Saturday, November 12, 2011

2011, October 12th - 19th: Coyhaique & Glacier Exploradores, Chile

2011, October 12 - 19th:
Coyhaique & Glacier Exploradores, Chile.

Main Events: Climbing Cordon Cerro (El Fraile) & Ice Trekking on Glaciar Exploradores

A full set of photos can be found in my Flickr account by following this link:

Climbing Cordon Cerro (El Fraile) - 13th October

A great day covering a number of peaks of Cordon Cerro linked by ridges, with a descent through a beautiful forest and some footprints in the snow of a ´Lion of the Andes´ (a puma).

The mountains are close to Coyhaique (Chile) and I trekked with two local guides (Cristian and Manuel). The weather was perfect and provided great views and photo opportunities.

Manuel Climbing Icy Snow Below the Summit of Cordon Cerro (El Fraile), Near Coyhaique Chile

Cristian & Manuel at the (Very Windy) Summit of Cordon Cerro (El Fraile)

A Kitchen with Manificent Views

Footprints of a "Lion of the Andes" (a Puma)

Descent to Coyhaique Through a Forest
(Note the Ubiquitous "Man´s Beard" Growing on All the Trees)

Ice Trekking on Glaciar Exploradores - 16th October

The journey to the glacier required a pre-dawn start, which presented some wonderful colours. We drove past a ´dead wood´ (bosque muerto) which was caused by a the ash fall from the erruption of Volcan Hudson in 1991.

Bosque Muerto Resulting from Ash Fallout from Vulcan Hudson

The Glacier Exploradores is one of the many glaciers (28 in all) that branch off the Northern Patagonian Ice Field. This ice field is the third largest ice mass outside of the polar regions (the largest being in Greenland and the second largest being the Southern Patagonian Ice Field). The ice field is (I believe) 120km (75miles) long (north-south) by 80km (50 miles) wide (east-west). The Glaciar Exploradores is a´small offshoot´ in the north east corner of the ice field.

Access to the glacier is preceded by a tricky traverse of the morraine. The moraine is a vast expanse of boulders, gravel, melt pools and ice that is left behind by the glacier as it retreats. One can view the ´high tide´ mark showing the furthest point reached by the glacier during it´s years of advance. The huge power of the glacier is evident from the vast trench ripped through the landscape by the advancing ice. In fact there were two walls of rock caused by two separate glacial advances.

Moraine of Glaciar Exploradores

Once on the glacier (having donned crampons), we were presented by an ´other-worldly´ lanscape of undulating ice with blue-green drain holes and pools. The royal blue hues created by the light penetrating the ice and water in the pools were wonderful.
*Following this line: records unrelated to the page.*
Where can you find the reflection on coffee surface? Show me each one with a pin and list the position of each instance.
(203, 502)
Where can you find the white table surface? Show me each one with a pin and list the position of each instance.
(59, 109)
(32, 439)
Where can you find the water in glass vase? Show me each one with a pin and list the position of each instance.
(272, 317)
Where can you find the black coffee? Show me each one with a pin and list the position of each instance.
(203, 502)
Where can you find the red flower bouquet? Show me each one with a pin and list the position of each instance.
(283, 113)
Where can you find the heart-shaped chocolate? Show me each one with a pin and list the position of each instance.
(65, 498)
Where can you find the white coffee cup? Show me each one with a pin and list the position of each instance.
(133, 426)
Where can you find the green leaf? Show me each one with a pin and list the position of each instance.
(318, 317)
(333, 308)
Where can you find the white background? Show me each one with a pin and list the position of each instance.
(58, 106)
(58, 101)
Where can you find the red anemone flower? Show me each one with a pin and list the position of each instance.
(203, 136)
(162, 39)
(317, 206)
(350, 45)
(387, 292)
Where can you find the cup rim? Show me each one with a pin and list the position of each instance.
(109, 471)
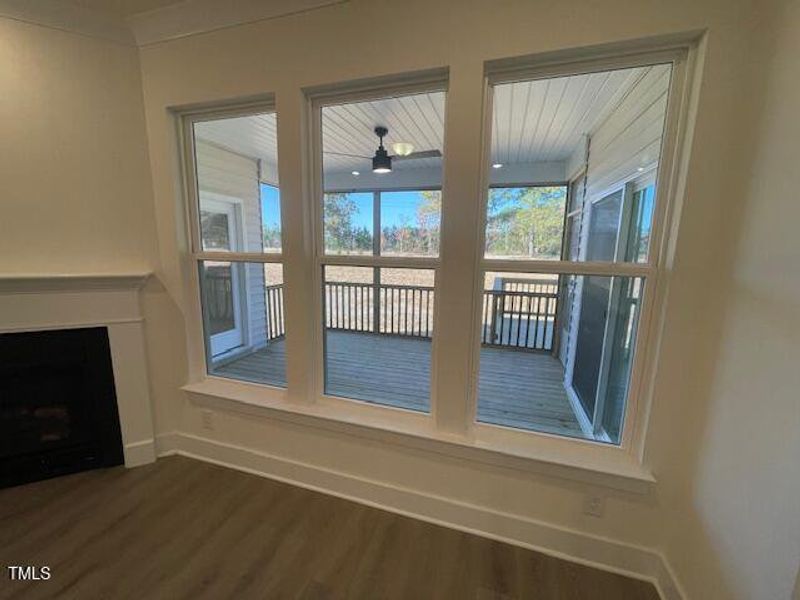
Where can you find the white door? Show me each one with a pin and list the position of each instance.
(222, 280)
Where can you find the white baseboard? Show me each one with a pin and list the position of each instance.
(139, 453)
(594, 551)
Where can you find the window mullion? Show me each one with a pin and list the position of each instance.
(461, 199)
(298, 259)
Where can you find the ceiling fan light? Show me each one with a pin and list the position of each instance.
(381, 162)
(402, 148)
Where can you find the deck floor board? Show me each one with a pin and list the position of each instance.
(516, 388)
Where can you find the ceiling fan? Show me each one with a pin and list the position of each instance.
(382, 160)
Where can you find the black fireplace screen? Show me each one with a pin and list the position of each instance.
(58, 408)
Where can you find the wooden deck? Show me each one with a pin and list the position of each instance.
(516, 388)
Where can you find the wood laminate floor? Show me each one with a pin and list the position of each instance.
(181, 528)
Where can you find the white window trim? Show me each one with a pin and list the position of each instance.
(619, 467)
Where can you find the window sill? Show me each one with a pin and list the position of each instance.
(578, 460)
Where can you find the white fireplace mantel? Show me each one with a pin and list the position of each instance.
(36, 302)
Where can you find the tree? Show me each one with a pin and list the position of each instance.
(340, 233)
(526, 221)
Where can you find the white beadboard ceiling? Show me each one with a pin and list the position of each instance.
(533, 122)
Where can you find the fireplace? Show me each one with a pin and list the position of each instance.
(58, 407)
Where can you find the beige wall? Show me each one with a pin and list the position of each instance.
(736, 520)
(76, 191)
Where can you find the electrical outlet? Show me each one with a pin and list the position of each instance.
(594, 505)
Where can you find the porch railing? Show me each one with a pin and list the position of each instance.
(275, 321)
(395, 309)
(521, 314)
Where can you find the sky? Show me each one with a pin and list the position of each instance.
(394, 208)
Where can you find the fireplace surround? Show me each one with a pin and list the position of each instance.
(108, 308)
(58, 406)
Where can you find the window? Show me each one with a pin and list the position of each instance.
(237, 245)
(567, 267)
(379, 246)
(512, 319)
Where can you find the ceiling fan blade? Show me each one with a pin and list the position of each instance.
(346, 154)
(417, 155)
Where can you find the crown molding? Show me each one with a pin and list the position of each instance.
(192, 17)
(68, 17)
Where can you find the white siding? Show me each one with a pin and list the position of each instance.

Tim on Glaciar Exploradores

We were fortunate enough to find an old drain hole which previously had melt water flowing through it. We climbed inside and marvelled at the sculptured shapes left by the spiralling water and the mix of blues, greens and whites of the ice.

A (Disused) Melt Water Drain Hole in Glaciar Exploradores

A little quirk of the glacier are the mini holes created by stones and rocks. The stones absorb much more of the sun´s heat than the ice around them (which reflect much of it back). This causes the stones to heat up more than the surrounding ice and the rocks sink into the ice that they melt - causing the rocks to descend into the ice.
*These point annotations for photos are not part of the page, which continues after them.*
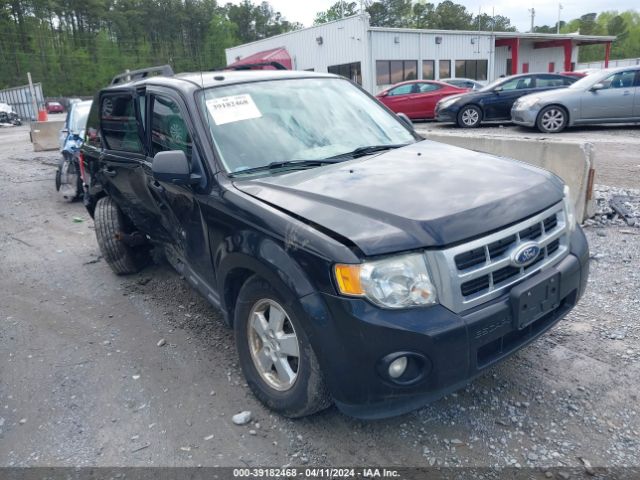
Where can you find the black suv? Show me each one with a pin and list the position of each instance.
(357, 263)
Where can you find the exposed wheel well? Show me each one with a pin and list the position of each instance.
(557, 105)
(236, 278)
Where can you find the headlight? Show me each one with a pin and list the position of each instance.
(569, 209)
(396, 282)
(527, 102)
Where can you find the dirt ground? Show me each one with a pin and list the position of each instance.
(83, 381)
(616, 146)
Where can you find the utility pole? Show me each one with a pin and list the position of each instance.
(532, 11)
(558, 24)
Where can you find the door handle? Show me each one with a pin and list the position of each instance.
(156, 186)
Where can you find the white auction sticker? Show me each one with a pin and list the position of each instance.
(233, 109)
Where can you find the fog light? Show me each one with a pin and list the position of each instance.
(397, 367)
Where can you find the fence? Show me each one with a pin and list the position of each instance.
(20, 99)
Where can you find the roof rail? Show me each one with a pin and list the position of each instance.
(250, 66)
(128, 76)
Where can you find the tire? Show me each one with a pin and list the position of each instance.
(306, 393)
(110, 221)
(469, 116)
(552, 119)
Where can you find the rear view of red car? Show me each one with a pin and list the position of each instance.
(418, 98)
(54, 107)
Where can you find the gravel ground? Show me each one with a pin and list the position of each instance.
(616, 146)
(100, 370)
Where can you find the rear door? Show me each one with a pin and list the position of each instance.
(425, 98)
(171, 128)
(120, 171)
(399, 99)
(615, 100)
(636, 97)
(498, 105)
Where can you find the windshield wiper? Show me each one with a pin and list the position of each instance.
(288, 164)
(368, 150)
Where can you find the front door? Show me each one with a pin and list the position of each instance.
(120, 163)
(498, 105)
(399, 99)
(169, 129)
(615, 100)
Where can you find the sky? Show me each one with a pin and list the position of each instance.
(304, 11)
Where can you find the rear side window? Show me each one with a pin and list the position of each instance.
(92, 135)
(168, 128)
(119, 123)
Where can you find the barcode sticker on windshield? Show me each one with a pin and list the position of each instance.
(232, 109)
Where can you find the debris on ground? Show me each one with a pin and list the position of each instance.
(242, 418)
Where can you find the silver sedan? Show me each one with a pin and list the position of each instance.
(608, 96)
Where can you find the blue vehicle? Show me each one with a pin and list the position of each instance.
(68, 177)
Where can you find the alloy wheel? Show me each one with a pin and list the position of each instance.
(274, 345)
(470, 117)
(552, 120)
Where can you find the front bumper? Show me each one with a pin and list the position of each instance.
(524, 117)
(449, 114)
(351, 336)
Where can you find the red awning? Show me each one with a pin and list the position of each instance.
(279, 55)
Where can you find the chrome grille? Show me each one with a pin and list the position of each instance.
(472, 273)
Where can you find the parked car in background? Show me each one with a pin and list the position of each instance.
(464, 83)
(417, 98)
(8, 115)
(69, 175)
(54, 107)
(609, 96)
(574, 74)
(494, 101)
(356, 262)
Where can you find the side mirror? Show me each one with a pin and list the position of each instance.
(406, 120)
(173, 167)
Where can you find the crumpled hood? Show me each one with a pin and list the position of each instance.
(423, 195)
A ´Sinking Stone´ on Glaciar Exploradores

Journey - Puerto Ibanez (Chile) to El Chalten (Argentina): 17th - 19th October, 2011

More tricky travelling in Southern Patagonia. Puerto Ibanez, Chile, is on the northern shore of Lago General Carrera (the Argentines refer to it as Lago Buenos Aires) and is a point to catch the ferry across the lake to Chile Chico. I was stuck in Puerto Ibanez for a day while waiting for a ferry. Then a night in Chile Chico (Chile) before crossing the border to Los Antiguos (Argentina).

Ideally at this point I would have taken a bus directly south on Routa 40 to El Chlaten, but there are no such buses until mid November. Follow a rather roundabout route via the Atlantic coast via Pico Truncado, Rio Gallegos and then westwards to El Calafate and finally El Chalten. This meant a journey that would have been 714 km (446 miles) and one coach ended up being 1557 km (973 miles) and three coaches. So just zoned out and watched the Patagonian steppe go by. I saw that in the plains around the towns of Pico Truncado and Fitz Roy there was oil production, so countless nodding donkeys in action.